The FTC’s commissioners voted 5-0 in finding that Rambus had unlawfully monopolised the markets for four computer memory technologies that have become industry standards.

The Commission is to hold additional hearings to determine an “appropriate remedy”, but its decision threatens past and future royalties Rambus has earned from patents it holds on memory technology.

The Silicon Valley company said it would appeal against the decision, but its shares had fallen 25.5 per cent by the close to $12.65.

The FTC first charged Rambus with violating antitrust laws in June 2002, but an administrative judge ruled there was insufficient proof in February 2004. FTC staff then appealed to the commissioners.

The memory chip industry has been plagued in recent years by federal investigations into price-fixing by the major manufacturers and by patent infringement lawsuits led by Rambus, which has also accused its customers of trying to exclude it from the market. Commissioner Pamela Jones Harbour said: “Through a course of deceptive conduct, Rambus was able to distort a critical standard-setting process and engage in an anti-competitive hold-up of the computer memory industry.”
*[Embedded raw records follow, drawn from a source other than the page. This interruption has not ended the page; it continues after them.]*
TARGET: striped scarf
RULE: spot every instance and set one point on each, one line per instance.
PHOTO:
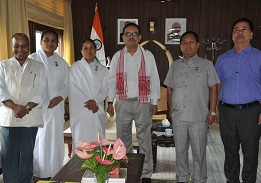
(143, 80)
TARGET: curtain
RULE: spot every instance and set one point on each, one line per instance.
(48, 13)
(13, 19)
(68, 50)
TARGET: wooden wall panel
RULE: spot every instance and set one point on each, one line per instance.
(208, 18)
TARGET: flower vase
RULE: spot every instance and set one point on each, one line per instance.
(101, 178)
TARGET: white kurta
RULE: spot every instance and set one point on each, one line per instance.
(49, 145)
(87, 82)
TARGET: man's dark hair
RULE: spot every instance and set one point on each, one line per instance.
(190, 32)
(250, 24)
(87, 39)
(127, 24)
(21, 35)
(50, 31)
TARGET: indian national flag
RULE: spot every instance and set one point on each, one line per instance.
(97, 36)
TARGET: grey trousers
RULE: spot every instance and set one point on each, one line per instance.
(126, 112)
(194, 134)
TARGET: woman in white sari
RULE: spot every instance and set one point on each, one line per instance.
(49, 145)
(87, 91)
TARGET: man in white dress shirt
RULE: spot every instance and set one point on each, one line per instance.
(134, 81)
(23, 89)
(87, 91)
(49, 146)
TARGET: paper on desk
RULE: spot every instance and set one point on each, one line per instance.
(165, 122)
(159, 133)
(48, 181)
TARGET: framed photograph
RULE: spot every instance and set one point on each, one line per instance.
(174, 28)
(121, 23)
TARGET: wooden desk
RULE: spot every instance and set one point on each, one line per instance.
(71, 172)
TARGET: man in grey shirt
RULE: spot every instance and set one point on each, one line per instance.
(192, 97)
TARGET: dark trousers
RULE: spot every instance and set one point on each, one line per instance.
(240, 127)
(17, 154)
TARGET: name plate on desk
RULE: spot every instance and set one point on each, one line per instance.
(88, 177)
(162, 128)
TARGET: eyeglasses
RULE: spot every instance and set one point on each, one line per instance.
(24, 46)
(134, 34)
(244, 30)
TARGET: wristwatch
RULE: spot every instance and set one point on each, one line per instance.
(213, 113)
(29, 108)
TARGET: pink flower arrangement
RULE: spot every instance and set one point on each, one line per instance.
(99, 158)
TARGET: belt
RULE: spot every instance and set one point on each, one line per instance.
(240, 106)
(132, 99)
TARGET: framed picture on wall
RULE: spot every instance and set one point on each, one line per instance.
(174, 28)
(121, 23)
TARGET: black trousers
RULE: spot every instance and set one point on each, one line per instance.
(240, 127)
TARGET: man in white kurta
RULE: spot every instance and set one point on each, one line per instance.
(22, 93)
(87, 81)
(49, 145)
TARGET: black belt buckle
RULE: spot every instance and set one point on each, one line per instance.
(238, 107)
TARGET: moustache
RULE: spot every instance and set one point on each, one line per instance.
(131, 39)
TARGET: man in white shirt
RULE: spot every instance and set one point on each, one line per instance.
(134, 81)
(23, 89)
(88, 89)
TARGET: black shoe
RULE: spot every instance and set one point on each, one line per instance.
(146, 180)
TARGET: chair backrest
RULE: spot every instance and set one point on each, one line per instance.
(162, 105)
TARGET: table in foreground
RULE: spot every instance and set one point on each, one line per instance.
(71, 173)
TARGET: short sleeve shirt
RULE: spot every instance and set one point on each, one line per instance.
(190, 83)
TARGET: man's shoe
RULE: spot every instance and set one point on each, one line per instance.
(146, 180)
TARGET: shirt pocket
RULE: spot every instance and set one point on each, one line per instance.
(199, 79)
(178, 80)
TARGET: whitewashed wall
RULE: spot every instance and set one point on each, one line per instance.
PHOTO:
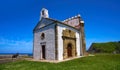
(49, 32)
(62, 27)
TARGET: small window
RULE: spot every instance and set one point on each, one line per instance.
(43, 12)
(42, 36)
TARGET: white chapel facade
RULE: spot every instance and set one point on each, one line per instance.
(58, 40)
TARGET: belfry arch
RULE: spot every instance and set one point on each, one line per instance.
(69, 44)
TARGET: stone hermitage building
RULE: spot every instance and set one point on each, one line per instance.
(58, 40)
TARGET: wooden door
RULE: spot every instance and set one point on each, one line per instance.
(43, 51)
(69, 50)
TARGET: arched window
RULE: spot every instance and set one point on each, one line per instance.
(42, 36)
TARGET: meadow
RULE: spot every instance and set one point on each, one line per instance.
(97, 62)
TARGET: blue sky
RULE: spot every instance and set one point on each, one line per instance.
(19, 17)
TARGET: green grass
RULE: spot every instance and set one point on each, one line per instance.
(97, 62)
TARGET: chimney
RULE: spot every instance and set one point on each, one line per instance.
(44, 13)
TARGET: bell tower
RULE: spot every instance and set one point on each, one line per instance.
(44, 13)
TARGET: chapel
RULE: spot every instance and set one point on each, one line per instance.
(58, 40)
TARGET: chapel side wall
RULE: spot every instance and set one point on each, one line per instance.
(60, 40)
(48, 41)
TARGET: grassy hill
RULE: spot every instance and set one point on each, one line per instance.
(108, 47)
(97, 62)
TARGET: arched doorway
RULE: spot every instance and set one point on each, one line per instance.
(69, 50)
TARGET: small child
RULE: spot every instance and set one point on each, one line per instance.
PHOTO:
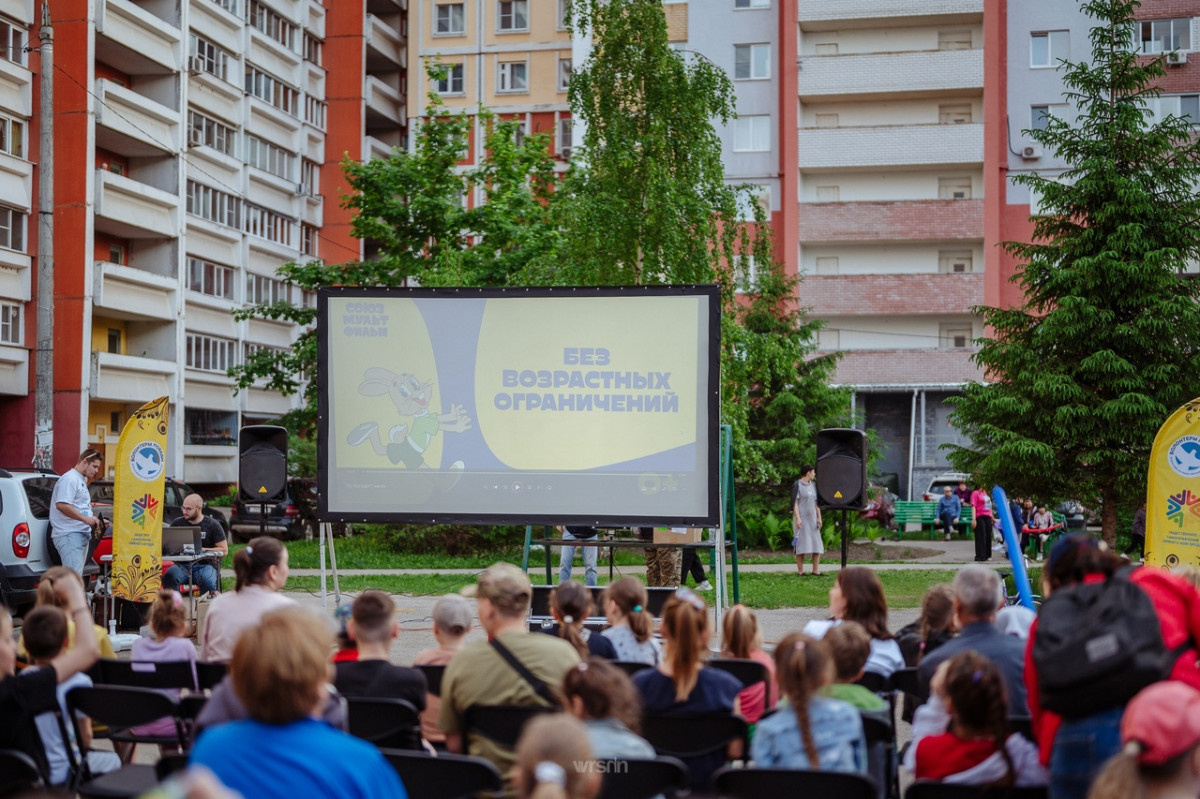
(451, 623)
(961, 733)
(168, 624)
(817, 732)
(604, 698)
(46, 636)
(850, 646)
(741, 638)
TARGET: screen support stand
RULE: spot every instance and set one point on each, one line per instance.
(327, 539)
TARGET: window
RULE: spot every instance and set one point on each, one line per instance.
(270, 89)
(954, 336)
(1164, 35)
(454, 82)
(514, 14)
(205, 131)
(954, 187)
(513, 76)
(751, 133)
(12, 136)
(211, 204)
(261, 289)
(954, 262)
(955, 114)
(1048, 48)
(269, 22)
(564, 73)
(12, 228)
(209, 353)
(208, 56)
(270, 157)
(954, 40)
(449, 19)
(10, 323)
(751, 61)
(210, 278)
(12, 41)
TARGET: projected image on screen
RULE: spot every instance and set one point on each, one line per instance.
(520, 406)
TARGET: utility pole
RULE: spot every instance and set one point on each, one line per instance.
(43, 397)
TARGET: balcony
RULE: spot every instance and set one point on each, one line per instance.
(815, 14)
(891, 221)
(133, 125)
(135, 41)
(129, 293)
(853, 295)
(130, 209)
(891, 145)
(130, 378)
(891, 74)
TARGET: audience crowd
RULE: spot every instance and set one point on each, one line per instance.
(1096, 696)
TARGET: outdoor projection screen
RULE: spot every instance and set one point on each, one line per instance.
(577, 406)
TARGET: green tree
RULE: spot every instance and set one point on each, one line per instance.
(1107, 342)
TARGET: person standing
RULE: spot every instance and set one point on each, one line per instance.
(205, 574)
(983, 521)
(72, 523)
(807, 521)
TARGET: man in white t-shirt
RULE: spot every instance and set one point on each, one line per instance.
(71, 518)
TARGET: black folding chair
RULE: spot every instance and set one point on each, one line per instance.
(749, 672)
(444, 776)
(432, 678)
(391, 724)
(502, 724)
(630, 778)
(930, 790)
(755, 784)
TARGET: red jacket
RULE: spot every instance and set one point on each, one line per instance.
(1179, 614)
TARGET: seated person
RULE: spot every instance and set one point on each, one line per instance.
(205, 574)
(850, 647)
(46, 638)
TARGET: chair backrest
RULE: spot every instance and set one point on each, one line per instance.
(445, 776)
(755, 784)
(389, 722)
(749, 672)
(930, 790)
(502, 724)
(433, 676)
(691, 734)
(150, 674)
(633, 778)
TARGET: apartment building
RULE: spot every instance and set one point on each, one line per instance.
(191, 152)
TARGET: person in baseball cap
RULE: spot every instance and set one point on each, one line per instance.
(1161, 746)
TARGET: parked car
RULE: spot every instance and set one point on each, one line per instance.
(173, 493)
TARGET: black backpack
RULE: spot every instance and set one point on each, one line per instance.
(1097, 644)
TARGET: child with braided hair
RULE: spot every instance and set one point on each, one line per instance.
(817, 732)
(961, 733)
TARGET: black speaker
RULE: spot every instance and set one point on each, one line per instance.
(263, 463)
(841, 468)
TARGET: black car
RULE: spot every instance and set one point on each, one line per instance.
(173, 493)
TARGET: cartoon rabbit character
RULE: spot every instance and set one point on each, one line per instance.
(406, 444)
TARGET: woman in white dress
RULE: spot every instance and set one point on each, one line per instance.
(807, 521)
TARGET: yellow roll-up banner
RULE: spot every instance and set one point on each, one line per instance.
(1173, 497)
(137, 503)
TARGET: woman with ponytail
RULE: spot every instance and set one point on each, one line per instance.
(961, 733)
(261, 570)
(630, 624)
(682, 683)
(1161, 752)
(817, 732)
(570, 602)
The FTC’s complaint centred on Rambus’s involvement in a standards-setting organisation, the Joint Electron Device Engineering Council (Jedec).

The FTC alleged Rambus worked within Jedec for four years without revealing it was developing patents involving technologies that were eventually adopted as standards.

If it had done so, Jedec members might have taken a different view as to which standards to adopt.

“Through its successful strategy, Rambus was able to conceal its patents and patent applications until after the standards were adopted and the market was locked in,” said the commissioners’ opinion.

“Only then did Rambus reveal its patents – through patent infringement lawsuits against Jedec members who practised the standard.”

The standards concerned are for SDRAM (Synchronous Dynamic Random Access Memory) and DDR (Double Data Rate) SDRAM chips, whose manufacturers have balked at paying what they consider to be high royalty fees to Rambus.